Однако в семье случались и совместные творческие «командировки», так как путешествия художников по городам Европы и работа там были, без сомнения, профессиональным «повышением квалификации». С конца 1909 года Кончаловские жили в Париже (ул. Вавэн, Латинский квартал). Суриков, приехавший сюда с младшей дочерью Еленой Васильевной, арендовал квартиру в том же доме этажом выше. В это время у него шла работа над «Княгиней Ольгой», Кончаловский же был приверженцем импрессионистов и постимпрессионистов. Разность творческих задач тем не менее не вбивала клин в отношения, и вовсе не только из-за взаимоуважения. Спустя два года (1912) Суриков писал дочери и зятю из Москвы в Париж: «Пасха здесь холодная, сырая и ни капли солнца! Должно быть, как у вас хорошо. Ходите в Люксембургский музей? Какие там дивные вещи из нового искусства! Моне, Дега, Писсарро и многие другие» [Суриков 1977]. Примечательно воспоминание Волошина о посещении знаменитого особняка в Большом Знаменском переулке: «Однажды мы были вместе с Василием Ивановичем в галерее Сергея Ивановича Щукина и смотрели Пикассо. Одновременно с нами была другая компания. Одна из дам возмущалась Пикассо. Василий Иванович выступил на его защиту. „Вовсе это не так страшно. Настоящий художник именно так должен всякую композицию начинать: прямыми углами и общими массами. А Пикассо только на этом остановиться хочет, чтобы сильнее сила выражения была. Это для большой публики страшно, а художнику очень понятно“» [Дмитриева 1971, с. 37].

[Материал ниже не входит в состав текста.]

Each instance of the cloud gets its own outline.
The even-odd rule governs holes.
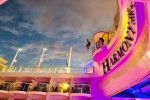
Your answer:
[[[14,34],[16,36],[20,35],[19,31],[16,30],[15,28],[11,28],[8,26],[1,26],[0,29],[7,31],[7,32],[10,32],[11,34]]]
[[[60,37],[69,31],[74,38],[91,38],[97,31],[108,31],[113,22],[114,0],[18,0],[37,34]],[[36,34],[36,33],[35,33]],[[64,36],[65,37],[65,36]]]
[[[15,16],[6,16],[6,15],[4,16],[4,15],[1,15],[0,16],[0,21],[8,23],[8,22],[11,22],[14,18],[15,18]]]

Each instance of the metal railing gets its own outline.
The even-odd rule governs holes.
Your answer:
[[[6,67],[0,72],[34,72],[34,73],[93,73],[92,67]]]

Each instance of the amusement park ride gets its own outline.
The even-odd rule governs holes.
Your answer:
[[[109,32],[93,35],[92,68],[15,67],[0,58],[4,100],[149,100],[150,1],[118,0]],[[87,45],[88,46],[88,45]],[[70,49],[71,58],[72,48]],[[68,61],[70,62],[70,61]]]

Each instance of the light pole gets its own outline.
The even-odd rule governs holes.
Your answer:
[[[71,63],[71,54],[72,54],[72,47],[70,48],[68,66],[67,66],[67,73],[70,73],[70,63]]]
[[[41,66],[41,63],[43,62],[43,56],[44,56],[44,53],[45,53],[46,50],[47,50],[46,48],[43,49],[41,58],[40,58],[40,60],[39,60],[39,62],[38,62],[38,65],[37,65],[37,72],[38,72],[38,70],[39,70],[39,68],[40,68],[40,66]]]
[[[11,67],[13,66],[13,64],[14,64],[15,62],[17,62],[17,59],[16,59],[16,58],[17,58],[17,56],[18,56],[18,54],[19,54],[20,51],[22,51],[21,48],[19,48],[19,49],[17,50],[17,52],[16,52],[16,54],[15,54],[15,56],[14,56],[14,58],[13,58],[11,64],[9,65],[9,70],[8,70],[8,71],[10,71],[10,70],[11,70]]]

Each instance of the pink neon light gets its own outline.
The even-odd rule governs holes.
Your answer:
[[[2,5],[3,3],[5,3],[7,0],[0,0],[0,5]]]

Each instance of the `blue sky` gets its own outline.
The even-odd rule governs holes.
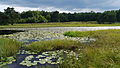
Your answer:
[[[16,11],[45,10],[60,12],[103,12],[120,9],[120,0],[0,0],[0,11],[14,7]]]

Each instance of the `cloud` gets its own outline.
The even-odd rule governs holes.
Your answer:
[[[89,12],[119,9],[120,0],[0,0],[0,10],[13,6],[22,12],[45,10],[60,12]],[[4,8],[3,8],[4,7]]]

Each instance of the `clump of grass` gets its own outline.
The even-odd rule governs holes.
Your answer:
[[[12,39],[0,38],[0,61],[2,61],[3,58],[15,55],[20,46],[20,42]]]
[[[59,50],[59,49],[75,49],[80,45],[79,42],[73,40],[48,40],[33,42],[26,46],[27,50],[34,52],[42,52],[46,50]]]
[[[65,36],[69,36],[69,37],[88,37],[90,35],[92,35],[94,33],[94,31],[68,31],[65,32],[64,35]]]

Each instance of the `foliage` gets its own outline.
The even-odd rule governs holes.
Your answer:
[[[84,31],[84,32],[80,32],[80,31],[69,31],[69,32],[65,32],[64,35],[65,36],[69,36],[69,37],[88,37],[90,35],[92,35],[94,33],[94,31]]]
[[[4,58],[15,55],[21,43],[7,38],[0,38],[0,61],[4,61]]]
[[[97,30],[96,41],[68,56],[59,68],[119,68],[120,30]]]
[[[49,40],[33,42],[26,46],[26,49],[34,52],[43,52],[46,50],[75,49],[79,45],[81,45],[79,42],[73,40]]]
[[[8,7],[4,12],[0,12],[0,25],[14,23],[46,23],[46,22],[87,22],[97,21],[98,24],[111,24],[120,22],[120,10],[84,13],[59,13],[59,11],[24,11],[18,13],[14,8]],[[2,22],[4,24],[2,24]]]

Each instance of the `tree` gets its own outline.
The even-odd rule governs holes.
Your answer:
[[[0,25],[7,25],[7,24],[9,24],[8,20],[9,20],[9,17],[6,14],[0,12]]]
[[[8,23],[12,25],[17,23],[20,18],[20,14],[16,12],[14,8],[8,7],[7,9],[4,9],[4,13],[9,17]]]

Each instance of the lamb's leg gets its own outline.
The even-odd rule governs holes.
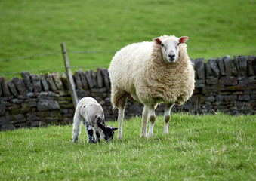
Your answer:
[[[122,124],[125,117],[125,102],[126,98],[128,94],[125,90],[115,87],[112,86],[111,88],[111,103],[113,107],[117,107],[119,109],[119,133],[117,135],[118,139],[122,138]]]
[[[140,137],[147,137],[147,124],[148,118],[148,110],[146,106],[144,106],[143,112],[142,112],[142,126]]]
[[[72,138],[73,140],[72,143],[77,143],[79,141],[82,119],[82,117],[76,112],[73,118],[73,132],[72,134]]]
[[[170,121],[170,113],[171,113],[171,110],[172,106],[174,104],[165,104],[165,114],[164,114],[164,120],[165,120],[165,123],[164,123],[164,133],[168,133],[168,125]]]
[[[122,139],[122,121],[125,117],[125,108],[119,108],[119,133],[117,135],[117,139]]]
[[[148,109],[148,115],[150,118],[150,127],[149,127],[149,133],[147,134],[148,137],[150,137],[153,135],[154,123],[156,121],[156,114],[154,106],[147,106]]]
[[[100,142],[100,136],[98,131],[96,131],[96,140],[95,142]]]

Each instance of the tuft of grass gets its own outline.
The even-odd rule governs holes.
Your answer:
[[[2,0],[0,60],[60,54],[2,62],[0,72],[63,67],[62,42],[69,52],[118,51],[128,44],[175,35],[189,36],[187,44],[192,49],[255,46],[254,5],[254,0]],[[188,53],[191,58],[209,59],[227,54],[255,55],[255,51],[227,48]],[[69,53],[69,57],[72,66],[97,68],[109,64],[114,54]],[[14,75],[6,76],[11,79]]]
[[[256,116],[172,114],[140,138],[140,118],[118,140],[72,143],[72,126],[1,132],[2,180],[254,180]],[[117,127],[116,121],[108,122]]]

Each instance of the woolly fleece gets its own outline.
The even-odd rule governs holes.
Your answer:
[[[171,63],[163,60],[161,46],[154,42],[128,45],[113,57],[109,72],[113,107],[123,107],[129,94],[146,106],[161,102],[181,105],[194,89],[195,72],[185,44],[179,45],[178,60]]]

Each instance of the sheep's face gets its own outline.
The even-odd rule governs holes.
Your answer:
[[[187,36],[182,36],[179,38],[171,36],[163,40],[159,38],[153,38],[153,41],[162,47],[162,54],[165,61],[167,63],[174,63],[179,57],[180,44],[185,43],[188,38]]]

Кончаловский состоял в дружеских отношениях с Матиссом, Кончаловскому принадлежит перевод с французского книги художника Эмиля Бернара (с которым он дружил и состоял в переписке) «Сезанн, его неизданные письма и воспоминания о нем» (1912). Для членов группы «Бубновый валет» (годы наиболее активной деятельности – с 1910-го по 1916-й)[20] не было тех «тайн» в окружающем мире, которые очаровывали их ровесников – молодое поколение русских символистов, не было и желания интерпретировать реальность через геометрический аскетизм форм. Предмет, его весомость, сущностные качества, живописная свобода, яркость изображения (Кончаловский называл это остротой живописи) – вот что интересовало «бубнововалетовцев». В то же время фольклорная балаганная грубоватость, выразительность примитива, столь привлекательного для художников первого десятилетия нового века, делали их обращение к народным истокам глубоко отличным и от поисков мастеров старшего поколения.
Тициан, Веронезе и Тинторетто – объекты особого внимания и восторга Сурикова. В России Репин сетовал, что Суриков часто пренебрегал занятиями в студии, которую он создал для занятий уже состоявшихся художников, упрекая его за слабый рисунок. Тем не менее, в Париже в компании зятя Суриков ежевечерне посещал учебную студию каталонского художника Эрменхильдо Англада-и-Камарaса, рисуя обнаженных натурщиков и наслаждаясь свободной творческой атмосферой[21].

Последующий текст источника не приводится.